E.g. a dependency graph in which a depends on b and c and b, can be expressed using the following directory structure:

[I] ~/g/s/g/a/i/sandbox (master) $ tree node_modules/
node_modules/
├── a
   └── node_modules
       ├── b -> ../../b
       └── c -> ../../c
├── b
└── c

6 directories, 0 files

Alexander Gugel - Node.js Live London

Linking packages instead of copying gives several advantages:

  1. packages can be shared between several projects
  2. the structure of node_modules is the same as the structure of the dependency tree
  3. there are no long path names in node_modules (there is a limit on the path length on Windows)

Installation Mechanism

The following section outlines a "MVP" installation mechanism. The goal is not to focus on the underlying logic of the used resolvers (such as GitHub, npm, tarball, etc.), but to describe handling of circular dependencies and other edge cases that might arise from using the proposed algorithm.

Installing dependencies is by definition a recursive problem. A dependency depends on n dependencies that might themselves depend on more dependencies. Including, but not limited to the dependency itself or an "ancestor" dependency.

An "ancestor" dependency is a dependency that (implicitly) depends on a the current dependency, thus causing a circular dependency.

Known issues

Plugins

Many widely used and popular Node projects are pluggable (babel, eslint, etc). By default, Node.js uses the real paths of the modules. So __dirname and __filename will always be the same, for any of the symlinked packages. This is fine, with a traditional node_modules that has directories, not symlinks. However, when all the packages are in a store and node_modules has only symlinks, packages can't find their plugins.

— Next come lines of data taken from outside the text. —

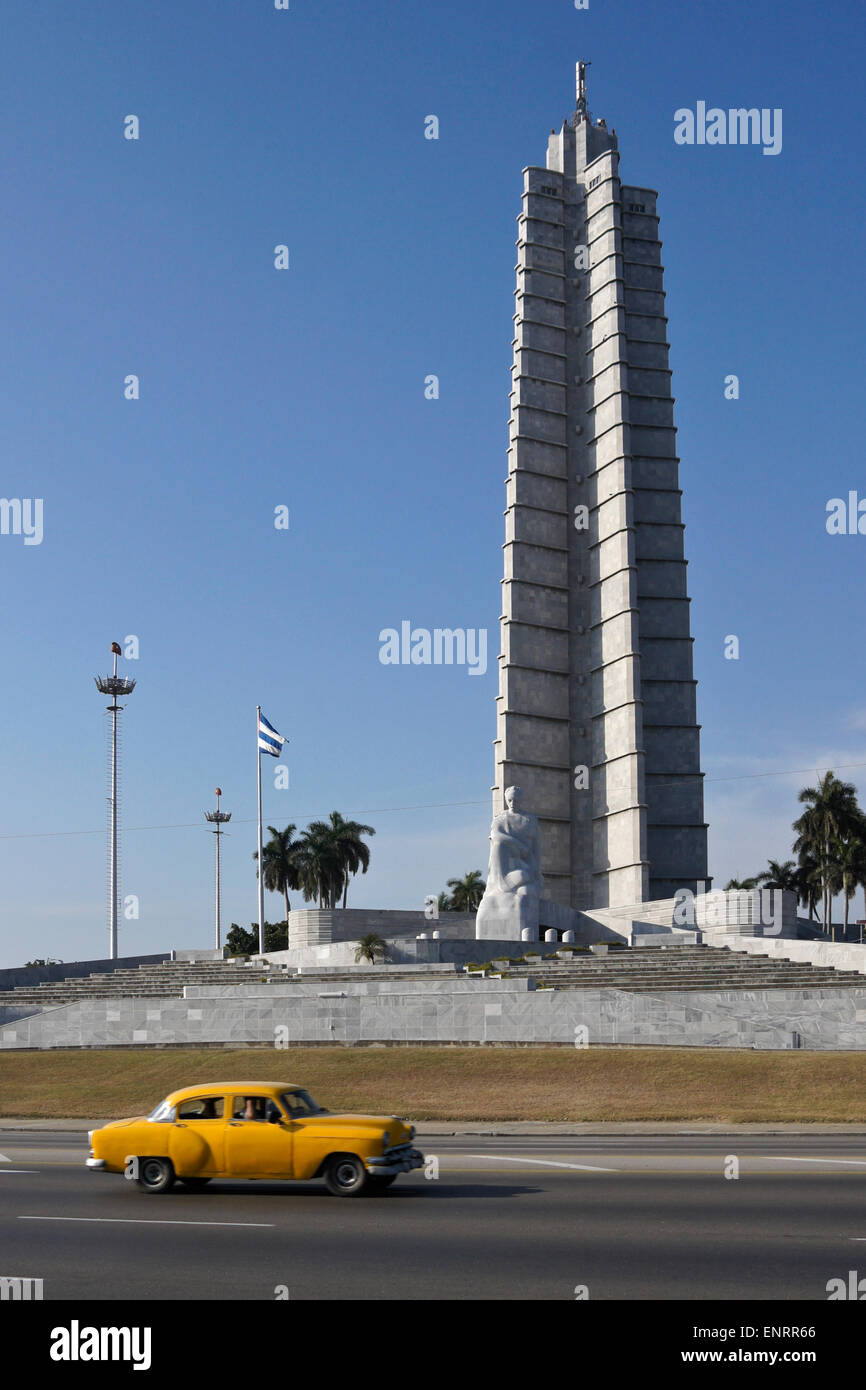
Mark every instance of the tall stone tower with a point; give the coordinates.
(597, 712)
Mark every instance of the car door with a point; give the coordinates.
(198, 1137)
(253, 1146)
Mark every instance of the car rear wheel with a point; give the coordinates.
(156, 1175)
(346, 1176)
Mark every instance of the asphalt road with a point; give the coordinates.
(635, 1216)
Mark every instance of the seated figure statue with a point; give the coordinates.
(509, 906)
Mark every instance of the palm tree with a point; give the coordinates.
(328, 854)
(467, 891)
(319, 872)
(780, 876)
(808, 886)
(831, 813)
(352, 851)
(278, 862)
(850, 870)
(369, 947)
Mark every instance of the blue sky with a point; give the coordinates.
(305, 388)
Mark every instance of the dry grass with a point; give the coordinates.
(460, 1083)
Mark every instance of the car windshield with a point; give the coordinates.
(300, 1102)
(163, 1112)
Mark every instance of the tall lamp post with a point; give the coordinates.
(218, 819)
(113, 685)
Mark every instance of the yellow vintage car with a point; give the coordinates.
(255, 1129)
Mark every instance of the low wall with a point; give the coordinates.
(75, 969)
(838, 954)
(314, 926)
(455, 1011)
(409, 951)
(748, 912)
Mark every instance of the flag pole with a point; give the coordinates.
(260, 863)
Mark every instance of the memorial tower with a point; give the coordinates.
(597, 706)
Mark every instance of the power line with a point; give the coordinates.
(423, 805)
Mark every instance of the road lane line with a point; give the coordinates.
(542, 1162)
(154, 1221)
(783, 1158)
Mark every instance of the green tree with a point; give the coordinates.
(350, 849)
(319, 868)
(278, 859)
(239, 941)
(467, 891)
(780, 876)
(850, 872)
(370, 947)
(831, 815)
(327, 855)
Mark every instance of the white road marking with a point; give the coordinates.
(544, 1162)
(132, 1221)
(783, 1158)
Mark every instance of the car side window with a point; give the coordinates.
(202, 1108)
(249, 1108)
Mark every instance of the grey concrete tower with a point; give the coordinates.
(597, 709)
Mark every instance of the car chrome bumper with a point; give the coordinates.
(395, 1161)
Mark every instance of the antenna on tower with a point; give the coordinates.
(218, 819)
(114, 685)
(580, 74)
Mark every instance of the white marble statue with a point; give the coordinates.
(509, 908)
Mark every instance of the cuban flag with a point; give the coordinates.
(268, 740)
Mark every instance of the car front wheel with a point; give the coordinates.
(346, 1176)
(156, 1175)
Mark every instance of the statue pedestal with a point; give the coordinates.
(508, 916)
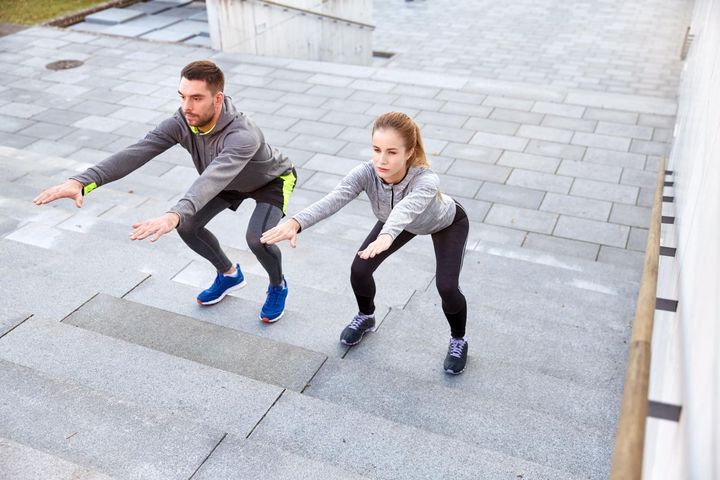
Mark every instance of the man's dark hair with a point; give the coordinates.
(207, 71)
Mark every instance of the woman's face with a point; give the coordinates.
(390, 155)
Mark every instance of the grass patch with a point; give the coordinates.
(30, 12)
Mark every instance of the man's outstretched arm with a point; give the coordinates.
(69, 189)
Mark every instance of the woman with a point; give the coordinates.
(405, 197)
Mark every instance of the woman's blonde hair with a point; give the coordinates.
(410, 133)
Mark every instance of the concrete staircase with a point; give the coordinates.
(109, 369)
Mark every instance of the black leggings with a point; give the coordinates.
(203, 242)
(449, 244)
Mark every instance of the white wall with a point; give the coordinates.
(695, 159)
(254, 27)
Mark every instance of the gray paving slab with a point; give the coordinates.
(218, 347)
(429, 406)
(240, 458)
(91, 429)
(21, 461)
(140, 376)
(592, 231)
(381, 449)
(113, 16)
(70, 285)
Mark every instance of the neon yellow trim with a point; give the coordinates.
(89, 188)
(289, 180)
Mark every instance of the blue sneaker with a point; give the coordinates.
(222, 285)
(274, 303)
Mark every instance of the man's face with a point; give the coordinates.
(197, 102)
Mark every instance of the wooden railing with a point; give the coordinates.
(630, 438)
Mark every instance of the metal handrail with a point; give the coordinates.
(630, 438)
(312, 12)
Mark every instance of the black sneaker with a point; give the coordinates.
(456, 357)
(352, 334)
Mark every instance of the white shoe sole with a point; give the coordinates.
(231, 289)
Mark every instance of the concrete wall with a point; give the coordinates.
(255, 27)
(692, 450)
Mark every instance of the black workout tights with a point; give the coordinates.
(449, 244)
(204, 243)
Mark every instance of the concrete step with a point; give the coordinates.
(537, 330)
(52, 285)
(558, 442)
(95, 431)
(247, 458)
(20, 461)
(212, 345)
(378, 448)
(156, 381)
(415, 347)
(313, 319)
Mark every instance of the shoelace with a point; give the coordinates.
(355, 323)
(456, 347)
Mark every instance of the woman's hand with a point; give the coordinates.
(381, 244)
(155, 226)
(284, 231)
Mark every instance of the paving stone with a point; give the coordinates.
(241, 458)
(317, 144)
(20, 461)
(200, 342)
(568, 123)
(649, 148)
(552, 149)
(471, 152)
(638, 177)
(601, 141)
(529, 162)
(624, 130)
(504, 142)
(592, 231)
(472, 110)
(113, 16)
(427, 406)
(516, 116)
(460, 186)
(545, 133)
(576, 206)
(521, 218)
(562, 246)
(300, 424)
(630, 215)
(510, 195)
(540, 181)
(331, 164)
(621, 256)
(140, 376)
(613, 158)
(559, 109)
(88, 428)
(317, 129)
(479, 171)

Luckily, starting from v6.3.0, Node.js has a CLI option to preserve symlinks when resolving modules (--preserve-symlinks).

Nested dependency tree

npm@3 flattens the dependencies in node_modules. As a consequence, packages get available via require, when they shouldn't be. Lets say a depends on b and b on c. In that case in the node_modules of a, both b and c will be in the root. As a consequence, require('c') will work in a, even though a does not depend on c.

Symlinked node_modules don't have to be flat. They have the natural nested structure and as a consequence, only packages that are really in the dependencies are accessible.

Unfortunately though, some packages intentionally or not but rely on the flat node_modules structure created by npm@3. Such packages won't work with a symlinked node_modules.